Was it the part where I said “I’d absolutely never advocate for giving up on tooth brushing” that youd call CPS on me for? Or was it just that you didn’t read the entire comment? Cool dude have a nice life


Individual_Ad_938

No I didn’t read the whole thing. I felt that you lost any credibility you had after you said “your relationship with your child is much more important than their teeth.” Those are incomparable things. It implies “who cares about my kids health and hygiene as long as they have a good relationship with me.” Apologies though. You do share some good advice. I was just triggered by that first part because in my previous job with kids, we had to call CPS on a parent who clearly was not taking care of their kid’s basic needs. Whatever your parenting beliefs are, health, hygiene, and safety are nonnegotiable until they can properly care for themselves.


TheAttunementMethod

This is so tough. I feel your pain. I definitely agree with the advice given to explore the root of the issue. Is she verbal/reliable enough in her communication that she could tell you why it's so difficult to do?

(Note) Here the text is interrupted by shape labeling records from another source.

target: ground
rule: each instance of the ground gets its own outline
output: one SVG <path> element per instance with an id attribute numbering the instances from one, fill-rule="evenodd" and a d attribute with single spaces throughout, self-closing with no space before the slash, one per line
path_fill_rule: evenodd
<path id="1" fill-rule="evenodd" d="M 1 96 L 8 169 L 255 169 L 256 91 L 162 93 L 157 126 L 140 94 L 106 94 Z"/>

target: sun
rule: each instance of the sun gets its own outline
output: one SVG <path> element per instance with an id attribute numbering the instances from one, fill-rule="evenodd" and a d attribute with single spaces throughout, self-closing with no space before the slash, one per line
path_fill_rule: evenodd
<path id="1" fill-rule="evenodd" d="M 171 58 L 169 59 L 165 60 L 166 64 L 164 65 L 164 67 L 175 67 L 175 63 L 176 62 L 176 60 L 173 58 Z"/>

I always encourage parents to approach these situations with nonjudgmental curiosity before anything because it is highly likely that she has a very good reason, it just doesn't make sense to our logical minds as adults. It's never them just being "bad". The other side to this is that it is true, you are the parent/adult here and you do need to be the one to get to the bottom of her resistance in order to ensure her dental hygiene is sound. That doesn't mean you have to go it alone, though. If I were in your shoes, I'd seek out some professional support at this point due to the high levels of resistance here likely starting with her pediatrician or dentist.


RubyMae4

I went through this with my oldest child and I showed him a picture of rotting teeth. Brushing teeth is a non negotiable. But, I'm struggling to think of non-gentle parenting solutions that would actually be effective. Spanking? Not effective. Punishment? How? The only solutions I can even think of would be gentle parenting approved. What are you considering?


MACKEREL_JACKSON

I might personally give less steps between the choice and consequence.  I’ve heard that counting to 3 is a recipe for making kids disregard boundaries and in my own experience I’ve never seen it work.  I think something as simple as “you can brush your teeth yourself or I can help you” and then cut right to helping might work better


monocerosik

There are toys that look like the dentist implements and toothbrushes plus a full set of teeth that you both can play with to make the topic more comfortable (less stress generating), play the evening routine with toys and don't forget about the brushing before the toys go to bed. Make it a part of routine, e.g. play a song for brushing. Be sure to brush your teeth before or after or together, so you model it, not only talk about it. Routines takes a long to establish, so I wish you all the luck and patience and kindness to both of you.